Queen's 'sincere wish' Charles will be head of Commonwealth
Britain's Queen Elizabeth has expressed her "sincere wish" that her son, Prince Charles, will one day succeed her as head of Commonwealth, in the clearest signal yet about the future of the family of nations.
The queen, who addressed the Commonwealth heads of government meeting (CHOGM) in the Buckingham Palace ballroom at the official opening of CHOGM yesterday, said it was her sincere wish that the prince would "carry on the important work" started by her father, George VI in 1949.
Her highly significant speech, met with warm applause, is the most explicit statement she has made to date of her hopes for the Commonwealth's future, and the honorary and not hereditary position of its head.
In an unusually explicit statement of her views, she told the presidents and prime ministers of the Commonwealth: "It remains a great pleasure and honour to serve you as head of the Commonwealth and to observe, with pride and satisfaction, that this is a flourishing network.
"It is my sincere wish that the Commonwealth will continue to offer stability and continuity for future generations, and will decide that one day the prince...should carry on the important work started by my father in 1949."
The prince's bid to one day accede to his mother's Commonwealth role is due to be discussed at a private CHOGM retreat at Windsor today, but is now widely considered a foregone conclusion.
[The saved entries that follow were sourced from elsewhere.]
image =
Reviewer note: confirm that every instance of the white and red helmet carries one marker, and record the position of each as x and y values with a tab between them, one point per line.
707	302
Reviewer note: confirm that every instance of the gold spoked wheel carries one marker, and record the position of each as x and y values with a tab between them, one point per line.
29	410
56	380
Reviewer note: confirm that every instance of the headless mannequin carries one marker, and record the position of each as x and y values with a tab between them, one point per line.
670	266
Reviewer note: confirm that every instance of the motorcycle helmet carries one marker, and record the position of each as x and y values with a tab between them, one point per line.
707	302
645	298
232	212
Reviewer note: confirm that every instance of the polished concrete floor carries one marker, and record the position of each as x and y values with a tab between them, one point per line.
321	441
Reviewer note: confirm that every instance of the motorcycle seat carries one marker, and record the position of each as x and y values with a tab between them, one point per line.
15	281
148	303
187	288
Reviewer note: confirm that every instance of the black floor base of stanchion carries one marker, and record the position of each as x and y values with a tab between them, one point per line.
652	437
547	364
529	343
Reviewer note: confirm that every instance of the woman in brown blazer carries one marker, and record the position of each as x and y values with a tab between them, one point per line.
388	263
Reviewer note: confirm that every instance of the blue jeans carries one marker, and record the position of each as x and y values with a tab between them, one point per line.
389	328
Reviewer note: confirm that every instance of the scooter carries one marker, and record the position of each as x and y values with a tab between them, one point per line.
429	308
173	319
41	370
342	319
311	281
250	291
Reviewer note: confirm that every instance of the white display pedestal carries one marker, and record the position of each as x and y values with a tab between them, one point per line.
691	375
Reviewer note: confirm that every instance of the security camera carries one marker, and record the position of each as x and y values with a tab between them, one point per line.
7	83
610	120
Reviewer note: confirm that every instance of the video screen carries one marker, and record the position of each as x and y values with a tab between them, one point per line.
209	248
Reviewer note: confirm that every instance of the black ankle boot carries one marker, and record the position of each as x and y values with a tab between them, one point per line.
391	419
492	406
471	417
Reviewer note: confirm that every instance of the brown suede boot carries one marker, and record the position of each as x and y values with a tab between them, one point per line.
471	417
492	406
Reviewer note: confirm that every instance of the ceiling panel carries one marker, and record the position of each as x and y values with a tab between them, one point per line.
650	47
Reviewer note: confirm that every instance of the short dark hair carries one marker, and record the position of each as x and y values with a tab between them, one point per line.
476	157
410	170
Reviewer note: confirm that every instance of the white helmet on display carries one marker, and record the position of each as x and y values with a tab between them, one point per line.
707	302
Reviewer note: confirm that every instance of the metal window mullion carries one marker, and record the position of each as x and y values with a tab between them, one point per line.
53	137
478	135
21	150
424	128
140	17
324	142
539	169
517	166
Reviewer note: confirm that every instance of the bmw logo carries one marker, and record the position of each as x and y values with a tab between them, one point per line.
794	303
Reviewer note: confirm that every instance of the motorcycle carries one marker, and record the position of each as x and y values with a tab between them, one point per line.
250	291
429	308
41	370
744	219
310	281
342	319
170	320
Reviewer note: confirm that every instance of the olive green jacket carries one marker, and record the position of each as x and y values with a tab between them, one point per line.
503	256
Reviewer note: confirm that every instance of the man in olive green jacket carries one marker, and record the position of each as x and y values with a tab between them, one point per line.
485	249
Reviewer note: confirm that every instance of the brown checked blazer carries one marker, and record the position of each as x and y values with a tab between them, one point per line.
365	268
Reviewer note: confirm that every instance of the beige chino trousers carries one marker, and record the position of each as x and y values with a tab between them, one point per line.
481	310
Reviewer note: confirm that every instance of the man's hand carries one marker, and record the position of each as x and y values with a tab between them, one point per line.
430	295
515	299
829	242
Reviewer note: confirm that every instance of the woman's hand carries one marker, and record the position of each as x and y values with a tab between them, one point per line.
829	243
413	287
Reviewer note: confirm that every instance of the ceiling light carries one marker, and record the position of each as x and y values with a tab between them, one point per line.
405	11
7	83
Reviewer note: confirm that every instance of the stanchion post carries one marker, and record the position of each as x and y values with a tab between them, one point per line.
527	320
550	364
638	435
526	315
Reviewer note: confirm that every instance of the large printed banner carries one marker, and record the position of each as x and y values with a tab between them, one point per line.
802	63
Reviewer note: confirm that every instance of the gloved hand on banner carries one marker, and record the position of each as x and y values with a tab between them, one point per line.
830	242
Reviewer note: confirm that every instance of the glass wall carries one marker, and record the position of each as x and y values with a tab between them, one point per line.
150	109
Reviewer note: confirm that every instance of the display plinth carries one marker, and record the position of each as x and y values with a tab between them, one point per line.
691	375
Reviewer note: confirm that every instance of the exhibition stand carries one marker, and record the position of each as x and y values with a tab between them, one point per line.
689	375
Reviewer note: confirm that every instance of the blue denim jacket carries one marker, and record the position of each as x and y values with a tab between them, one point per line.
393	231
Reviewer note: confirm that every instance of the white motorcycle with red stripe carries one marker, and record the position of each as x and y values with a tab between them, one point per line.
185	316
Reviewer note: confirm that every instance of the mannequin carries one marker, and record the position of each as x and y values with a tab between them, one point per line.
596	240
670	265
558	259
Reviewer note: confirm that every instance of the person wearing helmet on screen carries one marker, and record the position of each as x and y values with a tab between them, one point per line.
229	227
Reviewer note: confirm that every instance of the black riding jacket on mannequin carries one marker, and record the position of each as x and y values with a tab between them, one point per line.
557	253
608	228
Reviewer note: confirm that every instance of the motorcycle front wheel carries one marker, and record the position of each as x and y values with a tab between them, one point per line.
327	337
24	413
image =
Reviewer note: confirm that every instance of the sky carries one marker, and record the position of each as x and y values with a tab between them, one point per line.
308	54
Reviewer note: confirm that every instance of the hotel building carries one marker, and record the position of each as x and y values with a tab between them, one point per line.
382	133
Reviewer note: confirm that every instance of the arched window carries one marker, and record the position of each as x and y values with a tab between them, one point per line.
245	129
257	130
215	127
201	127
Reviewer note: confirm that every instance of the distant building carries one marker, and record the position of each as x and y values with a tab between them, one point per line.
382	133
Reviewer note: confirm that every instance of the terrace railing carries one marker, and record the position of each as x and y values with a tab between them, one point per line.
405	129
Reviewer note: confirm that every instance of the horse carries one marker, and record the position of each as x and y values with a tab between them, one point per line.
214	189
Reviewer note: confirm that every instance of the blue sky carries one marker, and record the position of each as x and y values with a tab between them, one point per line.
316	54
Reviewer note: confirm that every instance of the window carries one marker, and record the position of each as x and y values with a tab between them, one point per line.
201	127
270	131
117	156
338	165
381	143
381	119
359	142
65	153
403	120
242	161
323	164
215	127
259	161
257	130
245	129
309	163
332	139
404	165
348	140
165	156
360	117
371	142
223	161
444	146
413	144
Two years ago, speaking at the last CHOGM in Malta, the queen offered a hint to her feelings, saying she could not have been better supported and represented in the Commonwealth than by the prince, "who continues to give so much to it with great distinction".
At the start of the London summit, she said "my family and I have been heartened" by the successful Commonwealth programmes "in which we are proud to play a part". The ceremony saw leaders move to pay tribute to the queen's service.